SIBU: Although express bus services in Sarawak have been given the green light to resume today, Sarawak Bus Transport Company Association advisor Lau Khing Seng said the news has not been at all rosy for operators.
He said business was not expected to pick up soon due to the various restrictions which are still in force, especially the requirement on passengers to get the police permit before they travel.
“We will need to take at least a few months before the situation can improve,” he said.
Lau said it remains unclear how many bus companies were able to continue their business today.
“It all depends on the passenger volume. If we have only one or two passengers, we may have to cancel the trip because we are not able to cover the overhead costs with only a handful of passengers per trip,” he added.

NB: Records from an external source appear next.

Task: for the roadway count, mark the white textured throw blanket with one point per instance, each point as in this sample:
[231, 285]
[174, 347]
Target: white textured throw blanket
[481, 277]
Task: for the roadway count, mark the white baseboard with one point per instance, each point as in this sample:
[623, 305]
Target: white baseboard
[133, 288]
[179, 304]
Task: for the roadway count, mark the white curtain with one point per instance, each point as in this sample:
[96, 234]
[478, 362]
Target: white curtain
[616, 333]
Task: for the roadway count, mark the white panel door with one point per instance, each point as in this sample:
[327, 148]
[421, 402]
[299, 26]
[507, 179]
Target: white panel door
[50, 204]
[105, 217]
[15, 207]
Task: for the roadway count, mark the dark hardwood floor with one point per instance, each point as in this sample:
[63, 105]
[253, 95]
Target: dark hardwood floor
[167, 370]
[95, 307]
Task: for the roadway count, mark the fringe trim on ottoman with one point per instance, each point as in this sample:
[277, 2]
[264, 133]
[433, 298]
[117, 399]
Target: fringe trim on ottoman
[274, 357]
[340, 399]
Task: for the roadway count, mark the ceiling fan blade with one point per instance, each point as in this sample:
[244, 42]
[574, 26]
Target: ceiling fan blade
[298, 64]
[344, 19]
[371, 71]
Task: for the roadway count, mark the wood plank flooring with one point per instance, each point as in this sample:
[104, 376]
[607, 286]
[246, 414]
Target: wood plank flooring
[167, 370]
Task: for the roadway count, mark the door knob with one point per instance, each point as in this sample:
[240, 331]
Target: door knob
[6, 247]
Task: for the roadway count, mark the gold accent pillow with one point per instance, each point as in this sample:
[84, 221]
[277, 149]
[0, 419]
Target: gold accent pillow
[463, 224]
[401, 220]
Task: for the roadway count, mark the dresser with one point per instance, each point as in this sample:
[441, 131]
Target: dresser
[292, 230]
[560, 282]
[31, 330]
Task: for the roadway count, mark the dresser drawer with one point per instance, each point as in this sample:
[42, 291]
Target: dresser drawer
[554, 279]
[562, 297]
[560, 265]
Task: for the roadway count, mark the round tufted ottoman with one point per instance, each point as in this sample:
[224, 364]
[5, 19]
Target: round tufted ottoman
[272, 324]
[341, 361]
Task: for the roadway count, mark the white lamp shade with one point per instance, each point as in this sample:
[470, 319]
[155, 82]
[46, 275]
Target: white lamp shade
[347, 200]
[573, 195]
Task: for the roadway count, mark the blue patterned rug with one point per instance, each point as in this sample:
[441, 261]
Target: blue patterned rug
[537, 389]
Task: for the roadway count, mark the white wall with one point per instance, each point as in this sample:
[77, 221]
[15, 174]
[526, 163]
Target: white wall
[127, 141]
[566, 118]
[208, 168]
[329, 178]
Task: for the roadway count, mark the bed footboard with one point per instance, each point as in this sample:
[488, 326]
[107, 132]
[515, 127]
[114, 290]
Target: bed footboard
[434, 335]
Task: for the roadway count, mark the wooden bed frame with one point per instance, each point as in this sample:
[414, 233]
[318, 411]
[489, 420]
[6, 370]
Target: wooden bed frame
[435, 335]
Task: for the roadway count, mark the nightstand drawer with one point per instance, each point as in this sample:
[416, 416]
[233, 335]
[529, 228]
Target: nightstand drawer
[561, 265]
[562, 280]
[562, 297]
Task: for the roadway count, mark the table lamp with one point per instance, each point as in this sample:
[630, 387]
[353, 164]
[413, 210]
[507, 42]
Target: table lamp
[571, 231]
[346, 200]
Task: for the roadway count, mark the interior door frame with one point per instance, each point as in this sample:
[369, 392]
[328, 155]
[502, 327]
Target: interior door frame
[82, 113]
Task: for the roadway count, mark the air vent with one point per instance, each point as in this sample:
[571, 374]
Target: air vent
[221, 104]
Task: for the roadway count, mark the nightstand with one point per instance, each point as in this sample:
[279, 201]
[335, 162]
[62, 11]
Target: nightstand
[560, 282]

Transport Minister Datuk Lee Kim Shin yesterday said the State Disaster Management Committee (SDMC) had approved the resumption of express/regional bus services in Sarawak, effective June 4.
He said the decision was taken following the encouraging sign of the government efforts to curtail the spread of Covid-19 pandemic in Sarawak.
However, Lee said people who wished to travel across district boundaries were still required to get the police permit before their travel, besides outlying the standard operating procedures (SOPS) which the operators have to follow for their services to resume.
Lau believes most people are still unwilling to travel at this point of time as they not only feel insecure to travel around but also have to go through all the hassles and troubles of applying for the police permits.
“It will take a few hours just to apply the permits, so the people might as well stay put and wait for the Conditional Movement Control Order (CMCO) to end before deciding on their next course of action.”
He said the prolonged Movement Control Order (MCO) imposed since March 18 and later the CMCO aimed to curb the chain of Covid-19 infection had brought a heavy toll on the bus services industry.
He did not discount the possibility of the bus services sliding into becoming a sunset industry to join the likes of the express boats business.
From a high of about 30 bus companies operating in the 1990’s in the state, he said only nine bus companies remained in operation today.
He said that included three bus companies each in Kuching and Sibu, two in Miri and one in Sarikei.
During the peak season like celebrating festivities, Lau said they could get about 10 trips per day, be it to Sibu-Kuching, Sibu-Bintulu or Sibu-Miri routes.
“However, if we are to talk about the low-season period, it’s difficult even to get five trips per day,” he said.
Lau said their only respite was to wait for the Pan Borneo Highway to be completed if they were to expect their business to pick up.
“We are confident that once the highway is completed, the number of passengers will also increase, hence the number of trips,’ he said.
In addition, Lau said all bus operators will comply with the rules and guidelines of the SOP for the resumption of their business.
He said this included sanitizing their buses, subjecting bus drivers to health screening, bus operators to reorganise seating arrangement in the buses to comply with social distancing, body temperature check on passengers, the wearing of masks and also to ensure that all passengers have police permits.
Meanwhile, a check at the Sibu Bus Terminal here found the place almost deserted.
Most of the bus companies are operating but with the exception of those catering to cargo service, there were hardly any passengers seen.